Overview

The Attachment class handles file attachments on messages, supporting various file types with automatic processing for text extraction, MIME type detection, and integration with FileStore for persistence.

Creating Attachments

From Raw Content

from narrator import Attachment

# Create from bytes
pdf_attachment = Attachment(
    filename="report.pdf",
    content=pdf_bytes,
    mime_type="application/pdf"
)

# Create from base64 string
image_attachment = Attachment(
    filename="screenshot.png",
    content="iVBORw0KGgoAAAANS...",  # base64 string
    mime_type="image/png"
)

# MIME type auto-detection
attachment = Attachment(
    filename="document.pdf",
    content=file_bytes
)
attachment.detect_mime_type()  # Sets mime_type automatically

From File Path

# Load from file system
attachment = Attachment.from_file_path("/path/to/document.pdf")
# Automatically sets filename, content, and mime_type

From Data URLs

# Handle data URLs (e.g., from web uploads)
attachment = Attachment(
    filename="upload.jpg",
    content="data:image/jpeg;base64,/9j/4AAQSkZJRg..."
)

Key properties

filename
string
required
Name of the file
content
bytes | str
File content as bytes or base64-encoded string
mime_type
string
MIME type of the file (auto-detected if not provided)
attributes
Dict[str, Any]
Processed content and metadata (e.g., extracted text, image info)
file_id
string
Unique identifier when stored in FileStore
storage_path
string
Path where file is stored in FileStore
status
Literal['pending', 'stored', 'failed']
default:"pending"
Current processing status
id
string
Auto-generated unique ID based on content hash

Processing and Storage

Attachments can be processed to extract content and stored persistently:
from narrator import FileStore

# Create file store
file_store = await FileStore.create("./attachments")
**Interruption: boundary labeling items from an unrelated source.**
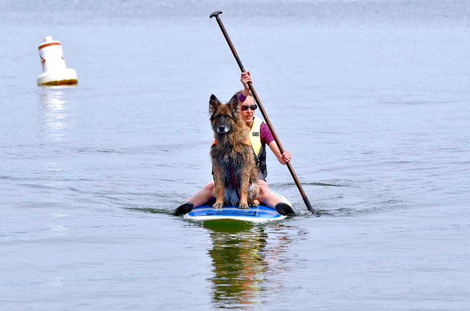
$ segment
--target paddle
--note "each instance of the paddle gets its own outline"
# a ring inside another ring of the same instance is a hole
[[[220,30],[222,30],[222,33],[224,34],[224,36],[225,37],[225,40],[227,40],[227,43],[229,44],[229,47],[230,47],[230,49],[232,50],[232,52],[233,53],[234,56],[235,57],[235,60],[236,61],[237,64],[238,64],[238,67],[240,67],[240,70],[242,72],[246,72],[246,71],[243,68],[243,65],[241,64],[241,61],[240,61],[240,58],[238,58],[238,55],[237,54],[236,51],[235,50],[235,48],[234,47],[234,45],[232,44],[232,41],[229,37],[229,35],[227,34],[227,31],[225,31],[225,28],[224,27],[224,25],[222,24],[222,21],[220,20],[220,18],[219,17],[219,14],[222,14],[222,11],[217,11],[211,14],[211,16],[209,17],[210,18],[212,18],[212,17],[215,18],[215,19],[217,20],[217,24],[219,24],[219,26],[220,27]],[[276,135],[276,132],[274,132],[274,129],[273,128],[273,126],[271,124],[271,122],[269,121],[269,118],[268,118],[268,115],[266,114],[266,111],[264,111],[264,109],[263,108],[262,105],[261,104],[261,101],[259,100],[258,96],[255,91],[255,89],[253,88],[253,84],[251,83],[249,83],[248,87],[250,88],[250,91],[251,91],[251,93],[253,95],[253,97],[255,97],[255,100],[258,104],[258,107],[259,107],[259,110],[261,111],[261,114],[263,115],[263,117],[264,118],[264,120],[266,121],[266,124],[267,124],[268,127],[269,128],[269,130],[271,131],[271,133],[273,134],[273,137],[274,138],[274,141],[276,142],[276,144],[278,145],[278,147],[279,148],[279,150],[281,151],[282,154],[283,153],[284,148],[282,148],[282,145],[281,144],[281,142],[279,141],[279,139],[278,138],[277,135]],[[287,167],[289,168],[289,171],[290,172],[290,174],[292,175],[292,178],[294,179],[294,181],[295,182],[295,184],[297,185],[297,188],[299,189],[299,191],[300,192],[300,194],[302,196],[302,198],[304,199],[304,202],[305,202],[305,205],[306,206],[307,208],[308,209],[308,210],[310,211],[312,214],[315,214],[315,210],[313,207],[312,207],[311,205],[310,204],[310,201],[308,201],[308,198],[307,198],[307,196],[306,195],[305,192],[304,191],[304,189],[302,189],[302,186],[300,184],[300,182],[299,181],[299,179],[297,178],[297,176],[295,174],[295,172],[294,171],[294,169],[292,168],[292,166],[290,164],[290,162],[287,162]]]

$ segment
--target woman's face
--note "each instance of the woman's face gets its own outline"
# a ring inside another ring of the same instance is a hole
[[[248,96],[245,99],[245,101],[240,102],[240,114],[243,121],[245,122],[251,121],[253,119],[253,115],[255,114],[255,111],[248,109],[247,110],[242,110],[242,106],[252,106],[255,104],[255,98],[251,96]]]

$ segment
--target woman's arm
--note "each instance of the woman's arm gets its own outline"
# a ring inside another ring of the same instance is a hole
[[[278,148],[278,144],[276,143],[275,141],[273,141],[268,144],[270,149],[278,158],[278,161],[282,165],[285,165],[287,162],[289,162],[292,158],[292,156],[288,150],[285,150],[282,154],[281,153],[281,151]]]

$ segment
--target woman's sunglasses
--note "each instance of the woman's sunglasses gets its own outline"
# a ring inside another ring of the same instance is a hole
[[[256,105],[256,104],[252,105],[251,106],[245,106],[245,105],[243,105],[241,106],[241,110],[243,111],[245,111],[246,110],[248,110],[248,108],[250,108],[252,110],[255,110],[257,108],[258,108],[258,106]]]

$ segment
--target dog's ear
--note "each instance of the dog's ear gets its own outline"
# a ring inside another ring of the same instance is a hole
[[[217,99],[215,96],[213,94],[211,95],[211,99],[209,99],[209,113],[213,114],[217,108],[217,106],[220,104],[220,102]]]
[[[232,108],[232,111],[235,116],[240,113],[240,106],[238,105],[238,98],[236,97],[236,94],[232,96],[229,100],[229,105],[230,106],[230,108]]]

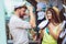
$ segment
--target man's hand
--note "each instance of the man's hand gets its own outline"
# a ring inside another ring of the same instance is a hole
[[[28,9],[29,9],[30,12],[33,12],[33,7],[32,6],[28,7]]]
# Process and store attachment
await attachment.process_and_store(file_store)

# After processing:
print(f"File ID: {attachment.file_id}")
print(f"Storage path: {attachment.storage_path}")
print(f"Status: {attachment.status}")  # "stored"
print(f"Extracted content: {attachment.attributes}")

Content Processing

Different file types are automatically processed:

Text Files

text_attachment = Attachment(
    filename="notes.txt",
    content=b"Meeting notes: Project update..."
)
await text_attachment.process_and_store(file_store)
# attributes["text"] contains the file content

PDFs

pdf_attachment = Attachment(
    filename="report.pdf",
    content=pdf_bytes
)
await pdf_attachment.process_and_store(file_store)
# attributes["text"] contains extracted text from all pages

Images

image_attachment = Attachment(
    filename="diagram.png",
    content=image_bytes
)
await image_attachment.process_and_store(file_store)
# attributes["type"] = "image"
# attributes["url"] contains the file URL for viewing

JSON Files

json_attachment = Attachment(
    filename="config.json",
    content=b'{"setting": "value"}'
)
await json_attachment.process_and_store(file_store)
# attributes["parsed_content"] contains the parsed JSON object

Audio Files

audio_attachment = Attachment(
    filename="recording.mp3",
    content=audio_bytes,
    mime_type="audio/mpeg"
)
await audio_attachment.process_and_store(file_store)
# attributes["type"] = "audio"

Retrieving Content

# Get content as bytes (handles all encoding types)
content_bytes = await attachment.get_content_bytes()

# If stored in FileStore, pass it to retrieve
content_bytes = await attachment.get_content_bytes(file_store=file_store)

# Access processed attributes
if attachment.attributes.get("type") == "text":
    text_content = attachment.attributes["text"]
elif attachment.attributes.get("type") == "image":
    image_url = attachment.attributes["url"]

Serialization

# Convert to dictionary (excludes content for efficiency)
attachment_dict = attachment.model_dump()
# {
#     "filename": "report.pdf",
#     "mime_type": "application/pdf",
#     "file_id": "abc123",
#     "storage_path": "/files/abc123_report.pdf",
#     "status": "stored",
#     "attributes": {...}
# }

# Content is not included in serialization to avoid large payloads
# Retrieve content separately using get_content_bytes()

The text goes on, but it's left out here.